12/27 - Cheviot, HRM 106: Five tundra swans have been staying around the Cheviot area for the last two weeks.
- Barbara Nuzzi

[This is very unusual behavior for migrating tundra swans. As of New Year's Day, they were still hanging around, but by January 5, they were gone. Audubon experts Larry Federman and Eric Lind wonder if they might have been immature mute swans; they can resemble tundra swans.]

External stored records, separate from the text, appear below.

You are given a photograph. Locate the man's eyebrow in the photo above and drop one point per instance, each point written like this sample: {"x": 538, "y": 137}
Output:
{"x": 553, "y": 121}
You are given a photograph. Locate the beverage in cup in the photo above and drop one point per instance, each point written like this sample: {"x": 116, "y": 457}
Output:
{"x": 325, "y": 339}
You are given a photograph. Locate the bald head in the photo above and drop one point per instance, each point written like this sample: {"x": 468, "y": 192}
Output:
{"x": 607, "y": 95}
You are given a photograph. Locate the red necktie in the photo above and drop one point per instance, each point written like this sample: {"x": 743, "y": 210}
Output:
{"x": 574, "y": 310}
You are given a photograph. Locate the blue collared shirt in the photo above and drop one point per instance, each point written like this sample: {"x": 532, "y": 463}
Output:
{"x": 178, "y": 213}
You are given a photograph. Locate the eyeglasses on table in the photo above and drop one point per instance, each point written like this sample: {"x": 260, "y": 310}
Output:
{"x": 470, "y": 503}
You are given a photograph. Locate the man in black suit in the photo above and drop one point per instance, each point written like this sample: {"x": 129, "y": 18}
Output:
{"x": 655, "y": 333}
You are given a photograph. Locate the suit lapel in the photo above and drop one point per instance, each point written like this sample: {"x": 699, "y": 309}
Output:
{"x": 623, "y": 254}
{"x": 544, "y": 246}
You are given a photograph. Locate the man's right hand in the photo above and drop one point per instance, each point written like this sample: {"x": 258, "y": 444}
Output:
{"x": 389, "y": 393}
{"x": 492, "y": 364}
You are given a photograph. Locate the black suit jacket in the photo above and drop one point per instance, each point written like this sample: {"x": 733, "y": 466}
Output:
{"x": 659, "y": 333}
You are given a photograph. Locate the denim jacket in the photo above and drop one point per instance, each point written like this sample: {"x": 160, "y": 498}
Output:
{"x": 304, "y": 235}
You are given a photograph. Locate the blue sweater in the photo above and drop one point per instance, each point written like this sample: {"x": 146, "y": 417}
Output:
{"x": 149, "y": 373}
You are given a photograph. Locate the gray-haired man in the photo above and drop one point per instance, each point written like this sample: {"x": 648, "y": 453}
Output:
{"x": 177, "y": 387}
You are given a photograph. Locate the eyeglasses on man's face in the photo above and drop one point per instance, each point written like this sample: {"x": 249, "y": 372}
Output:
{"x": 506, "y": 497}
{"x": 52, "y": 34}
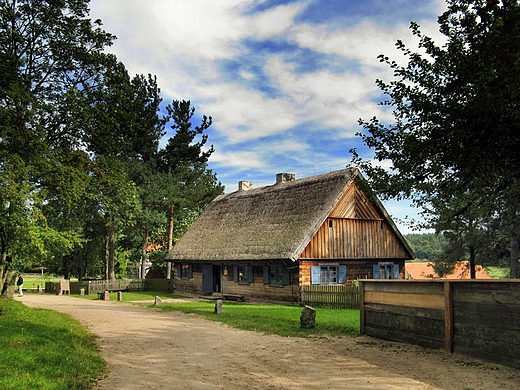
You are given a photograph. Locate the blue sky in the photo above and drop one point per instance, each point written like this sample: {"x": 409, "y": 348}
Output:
{"x": 284, "y": 81}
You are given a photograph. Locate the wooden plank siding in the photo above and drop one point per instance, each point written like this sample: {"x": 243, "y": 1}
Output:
{"x": 351, "y": 238}
{"x": 477, "y": 318}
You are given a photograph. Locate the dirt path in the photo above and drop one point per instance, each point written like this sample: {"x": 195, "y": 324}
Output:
{"x": 148, "y": 349}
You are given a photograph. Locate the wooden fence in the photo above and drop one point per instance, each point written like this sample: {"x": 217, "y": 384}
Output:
{"x": 334, "y": 297}
{"x": 475, "y": 317}
{"x": 97, "y": 286}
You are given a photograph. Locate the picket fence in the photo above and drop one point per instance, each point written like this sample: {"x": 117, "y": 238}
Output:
{"x": 333, "y": 297}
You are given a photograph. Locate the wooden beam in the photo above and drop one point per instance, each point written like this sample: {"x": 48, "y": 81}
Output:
{"x": 448, "y": 317}
{"x": 428, "y": 301}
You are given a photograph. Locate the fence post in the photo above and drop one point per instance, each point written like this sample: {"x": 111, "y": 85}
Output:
{"x": 448, "y": 317}
{"x": 361, "y": 307}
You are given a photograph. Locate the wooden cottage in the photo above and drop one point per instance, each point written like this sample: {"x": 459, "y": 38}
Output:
{"x": 264, "y": 243}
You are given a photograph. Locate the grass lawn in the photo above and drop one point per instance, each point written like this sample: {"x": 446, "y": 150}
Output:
{"x": 273, "y": 319}
{"x": 43, "y": 349}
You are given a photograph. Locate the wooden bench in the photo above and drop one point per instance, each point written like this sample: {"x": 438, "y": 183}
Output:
{"x": 234, "y": 297}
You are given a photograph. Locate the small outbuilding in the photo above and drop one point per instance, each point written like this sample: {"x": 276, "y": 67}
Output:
{"x": 265, "y": 243}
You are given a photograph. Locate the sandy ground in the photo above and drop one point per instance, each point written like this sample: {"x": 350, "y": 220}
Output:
{"x": 148, "y": 349}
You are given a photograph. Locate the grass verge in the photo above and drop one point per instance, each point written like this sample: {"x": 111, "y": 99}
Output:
{"x": 45, "y": 350}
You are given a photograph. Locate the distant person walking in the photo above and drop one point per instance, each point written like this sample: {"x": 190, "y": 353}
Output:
{"x": 19, "y": 283}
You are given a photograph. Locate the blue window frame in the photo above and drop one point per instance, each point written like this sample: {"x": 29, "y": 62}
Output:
{"x": 329, "y": 274}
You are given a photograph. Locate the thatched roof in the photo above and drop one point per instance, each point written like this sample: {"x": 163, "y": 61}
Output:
{"x": 272, "y": 222}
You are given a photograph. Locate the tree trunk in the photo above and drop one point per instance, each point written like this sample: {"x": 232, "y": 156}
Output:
{"x": 143, "y": 254}
{"x": 111, "y": 250}
{"x": 170, "y": 241}
{"x": 472, "y": 273}
{"x": 513, "y": 271}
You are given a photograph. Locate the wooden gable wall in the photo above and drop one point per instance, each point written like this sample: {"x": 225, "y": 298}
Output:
{"x": 354, "y": 229}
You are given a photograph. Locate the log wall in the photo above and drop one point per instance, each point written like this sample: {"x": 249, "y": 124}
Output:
{"x": 478, "y": 318}
{"x": 356, "y": 268}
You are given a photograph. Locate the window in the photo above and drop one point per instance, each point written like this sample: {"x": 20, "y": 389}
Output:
{"x": 276, "y": 275}
{"x": 185, "y": 271}
{"x": 243, "y": 274}
{"x": 329, "y": 274}
{"x": 386, "y": 271}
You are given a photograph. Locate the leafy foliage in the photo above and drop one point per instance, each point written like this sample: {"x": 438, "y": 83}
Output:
{"x": 455, "y": 134}
{"x": 83, "y": 183}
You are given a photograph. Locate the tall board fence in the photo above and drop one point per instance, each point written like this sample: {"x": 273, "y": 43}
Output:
{"x": 334, "y": 297}
{"x": 475, "y": 317}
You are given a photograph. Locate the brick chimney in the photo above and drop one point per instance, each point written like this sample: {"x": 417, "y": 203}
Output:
{"x": 284, "y": 177}
{"x": 245, "y": 185}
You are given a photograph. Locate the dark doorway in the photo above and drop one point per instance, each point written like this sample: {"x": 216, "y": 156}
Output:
{"x": 211, "y": 278}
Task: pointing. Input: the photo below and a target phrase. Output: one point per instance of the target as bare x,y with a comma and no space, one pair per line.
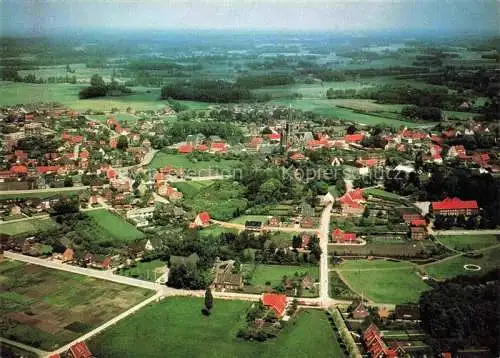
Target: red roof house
455,206
354,138
80,350
202,219
343,237
185,149
276,302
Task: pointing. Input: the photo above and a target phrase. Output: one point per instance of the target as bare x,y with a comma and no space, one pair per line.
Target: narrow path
37,351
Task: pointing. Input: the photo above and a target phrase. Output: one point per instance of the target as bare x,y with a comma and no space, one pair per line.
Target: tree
209,300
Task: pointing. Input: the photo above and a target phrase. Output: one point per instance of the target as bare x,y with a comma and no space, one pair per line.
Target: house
418,229
454,207
407,312
80,350
274,221
306,222
225,279
276,302
68,255
351,202
251,225
359,310
376,346
343,237
202,219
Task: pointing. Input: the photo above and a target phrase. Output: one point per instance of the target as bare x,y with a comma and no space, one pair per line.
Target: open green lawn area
455,266
47,308
41,195
200,168
30,226
274,273
387,282
244,218
115,226
191,188
468,242
182,331
382,194
327,108
148,271
216,230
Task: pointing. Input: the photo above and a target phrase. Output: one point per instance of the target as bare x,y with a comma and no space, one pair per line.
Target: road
48,190
323,264
265,228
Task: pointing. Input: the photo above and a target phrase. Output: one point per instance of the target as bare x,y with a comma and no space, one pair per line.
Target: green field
145,270
115,226
274,273
200,168
386,282
30,226
67,94
244,218
182,331
191,188
41,195
47,308
455,266
468,242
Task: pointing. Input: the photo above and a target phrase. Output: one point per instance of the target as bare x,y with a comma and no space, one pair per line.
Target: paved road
266,228
48,190
111,322
323,264
37,351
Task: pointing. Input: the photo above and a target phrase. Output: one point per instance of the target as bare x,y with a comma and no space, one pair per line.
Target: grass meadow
177,326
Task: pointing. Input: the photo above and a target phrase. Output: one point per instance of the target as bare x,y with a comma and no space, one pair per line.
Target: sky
37,17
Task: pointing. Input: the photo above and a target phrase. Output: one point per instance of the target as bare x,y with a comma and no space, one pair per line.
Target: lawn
468,242
48,308
148,271
191,188
30,226
244,218
115,226
386,282
198,168
455,266
185,332
274,273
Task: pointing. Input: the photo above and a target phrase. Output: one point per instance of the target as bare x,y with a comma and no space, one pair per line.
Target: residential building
454,207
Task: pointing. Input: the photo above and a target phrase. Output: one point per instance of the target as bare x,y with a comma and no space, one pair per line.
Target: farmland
145,270
384,281
455,266
261,274
468,242
199,168
30,226
47,308
186,332
115,226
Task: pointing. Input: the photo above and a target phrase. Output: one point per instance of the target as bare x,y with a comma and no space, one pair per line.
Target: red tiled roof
19,169
80,350
418,222
47,169
185,148
454,203
204,217
276,302
354,138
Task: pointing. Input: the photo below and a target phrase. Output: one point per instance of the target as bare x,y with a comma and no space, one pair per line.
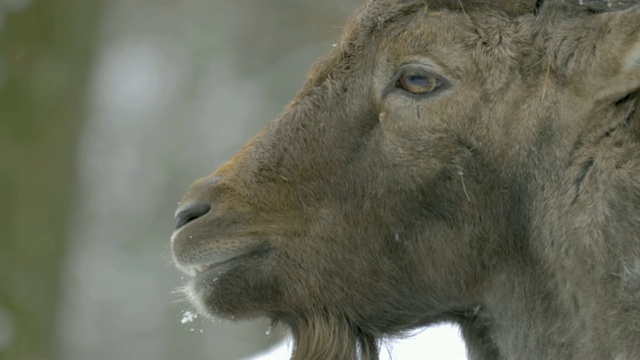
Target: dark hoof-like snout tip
190,213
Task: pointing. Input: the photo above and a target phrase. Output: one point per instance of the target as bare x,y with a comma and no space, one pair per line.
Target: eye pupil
418,83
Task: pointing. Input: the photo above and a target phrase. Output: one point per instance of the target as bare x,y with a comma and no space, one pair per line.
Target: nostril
191,213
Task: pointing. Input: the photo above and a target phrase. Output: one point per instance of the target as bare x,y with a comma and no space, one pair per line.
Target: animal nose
190,213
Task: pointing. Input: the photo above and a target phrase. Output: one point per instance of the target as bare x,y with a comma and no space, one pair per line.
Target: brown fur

12/27 - Town of Minisink, Orange County, HRM 41: Liberty Marsh remained solidly frozen. Two female harriers coursed the hummocks in their dipsy-doodle flight and in catching the sun's rays were lit up like lanterns. One caught a tiny wriggling quadruped far off in one corner of the marsh and immediately found a branch on a nearby hardwood to perch and feast. The goose exodus continued: six more impressive flights of Canadas today. This gives you an appreciation of the enormity of the population. They began in September, and three months later they continue.
- Tom Lake

12/28 - Town of Minisink, Orange County, HRM 41: In just two hours early this morning six more flocks of Canada geese passed by. Since I was looking at the ground, I may have missed some whose call did not carry to me on the wind. One fabulous V was white with snow geese.
- Tom Lake

12/29 - Town of Wappinger, HRM 67: Our white Christmas disappeared with 0.85" of rain. The fog obscured the river view. Although I could hear ducks and geese out on the water, and even a bald eagle back in a stand of white pines, I could see nothing.
- Tom Lake

12/30 - Town of Minisink, Orange County, HRM 41: While I realize that some of these geese are simply moving from uplands to open water, there were still 14 flocks of Canada geese before noon. Two more were comprised of snow geese.
- Tom Lake

12/31 - Town of Cortlandt, HRM 43: I went out on the ice in a patter a rain, a smother of fog, hydroplaning through the skim of water atop the slicked ice. Getting on was touchy; getting off the ice in a couple of hours would be touchier still, but I could read the handwriting. Warmer than usual temperatures and a full day of rain would put an end to safe ice for a good long time, and I wanted to fish. Except for the weather, it turned out to be one of those memorable mornings. Bluebirds called, robins and cedar waxwings passed overhead, and an immature eagle swept across the far end of the lake at treetop height. The resident pileated woodpeckers were calling and courting, and a pair of black vultures looked as though they were in the first phases of love. The fish bit willingly, and just as the first trickles of rain worked through to my skin, I decided I had all that I could use, all that I wanted to clean. I knew as I left the ice that it was the last ice fishing of the year. I hoped it would not be the last of the season.